- Directed by: Michael Pavone
- Written by: Michael Pavone
- Produced by: David Calloway Nancy Hirami
- Starring: John Cena; Ethan Embry; Michael Rispoli; Boyd Holbrook; Amy Smart;
- Cinematography: Kenneth Zunder
- Edited by: Marc Pollon
- Music by: James A. Johnston
- Production company: WWE Studios
- Distributed by: Samuel Goldwyn Films
- Release date: October 21, 2011;
- Running time: 90 minutes
- Country: United States
- Language: English
- Box office: $1.6 million

= The Reunion (2011 American film) =

The Reunion is a 2011 American action film directed by Michael Pavone and starring John Cena, Ethan Embry, Michael Rispoli, Boyd Holbrook, and Amy Smart.

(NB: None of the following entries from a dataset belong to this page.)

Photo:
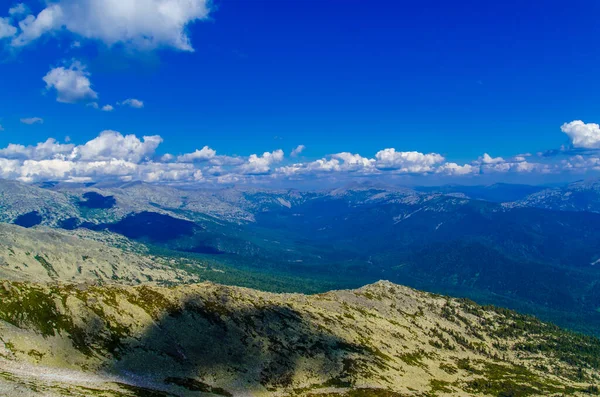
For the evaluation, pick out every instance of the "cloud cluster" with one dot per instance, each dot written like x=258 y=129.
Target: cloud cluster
x=138 y=24
x=582 y=135
x=32 y=120
x=71 y=84
x=112 y=155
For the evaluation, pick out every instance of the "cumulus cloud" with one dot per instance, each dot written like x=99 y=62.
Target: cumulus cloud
x=113 y=145
x=456 y=169
x=487 y=159
x=203 y=154
x=582 y=135
x=127 y=157
x=71 y=84
x=139 y=24
x=32 y=120
x=43 y=150
x=260 y=165
x=134 y=103
x=6 y=28
x=299 y=149
x=407 y=162
x=18 y=9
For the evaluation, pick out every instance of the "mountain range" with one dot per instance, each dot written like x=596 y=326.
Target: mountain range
x=537 y=253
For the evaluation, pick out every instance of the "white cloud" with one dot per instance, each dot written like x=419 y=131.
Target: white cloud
x=6 y=29
x=456 y=169
x=203 y=154
x=18 y=9
x=32 y=27
x=261 y=165
x=582 y=135
x=487 y=159
x=139 y=24
x=132 y=102
x=407 y=162
x=112 y=155
x=72 y=85
x=43 y=150
x=113 y=145
x=32 y=120
x=299 y=149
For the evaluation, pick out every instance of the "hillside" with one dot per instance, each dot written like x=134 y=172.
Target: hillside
x=46 y=255
x=524 y=256
x=382 y=339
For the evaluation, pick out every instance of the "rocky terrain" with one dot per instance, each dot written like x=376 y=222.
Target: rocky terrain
x=46 y=255
x=209 y=339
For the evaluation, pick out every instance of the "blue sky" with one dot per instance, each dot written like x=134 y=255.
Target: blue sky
x=458 y=79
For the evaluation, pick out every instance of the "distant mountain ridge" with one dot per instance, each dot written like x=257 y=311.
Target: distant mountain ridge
x=517 y=254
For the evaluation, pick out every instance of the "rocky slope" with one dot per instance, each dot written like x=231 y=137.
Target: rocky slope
x=44 y=255
x=208 y=339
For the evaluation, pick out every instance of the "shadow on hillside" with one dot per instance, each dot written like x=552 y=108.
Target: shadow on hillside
x=210 y=345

The film was released on October 21, 2011. It received negative reviews.

==Plot==
After the death of her father, Nina (Amy Smart) is charged with fulfilling his last wish – to bring her three brothers back together... Sam (John Cena), a hardened cop currently on suspension; Leo (Ethan Embry), a loudmouthed overbearing bail bondsman; and Douglas (Boyd Holbrook), a handsome 20-year-old thief fresh out of jail. When Leo discovers the con he pledged a lot of money for is suspected of kidnapping one of the wealthiest men in the country, he convinces his two brothers to join him on what will become a dangerous, yet exhilarating adventure.

==Cast==
- John Cena as Sam Cleary
- Ethan Embry as Leo Cleary
- Boyd Holbrook as Douglas Cleary
- Amy Smart as Nina Cleary
- Michael Rispoli as Marcus Canton
- Gregg Henry as Kyle Wills
- Lela Loren as Theresa Trujillo
- Jack Conley as Jack Nealon
- Carmen Serano as Angelina the stripper

==Production==
WWE Studios produced the film alongside Samuel Goldwyn Films. Filming took place in Albuquerque, New Mexico in October 2010.

==Home media==
The film was released on Blu-ray and DVD on November 8, 2011.

==Reception==
 Metacritic, which uses a weighted average, assigned the film a score of 26 out of 100, based on 11 critics, indicating "generally unfavorable" reviews.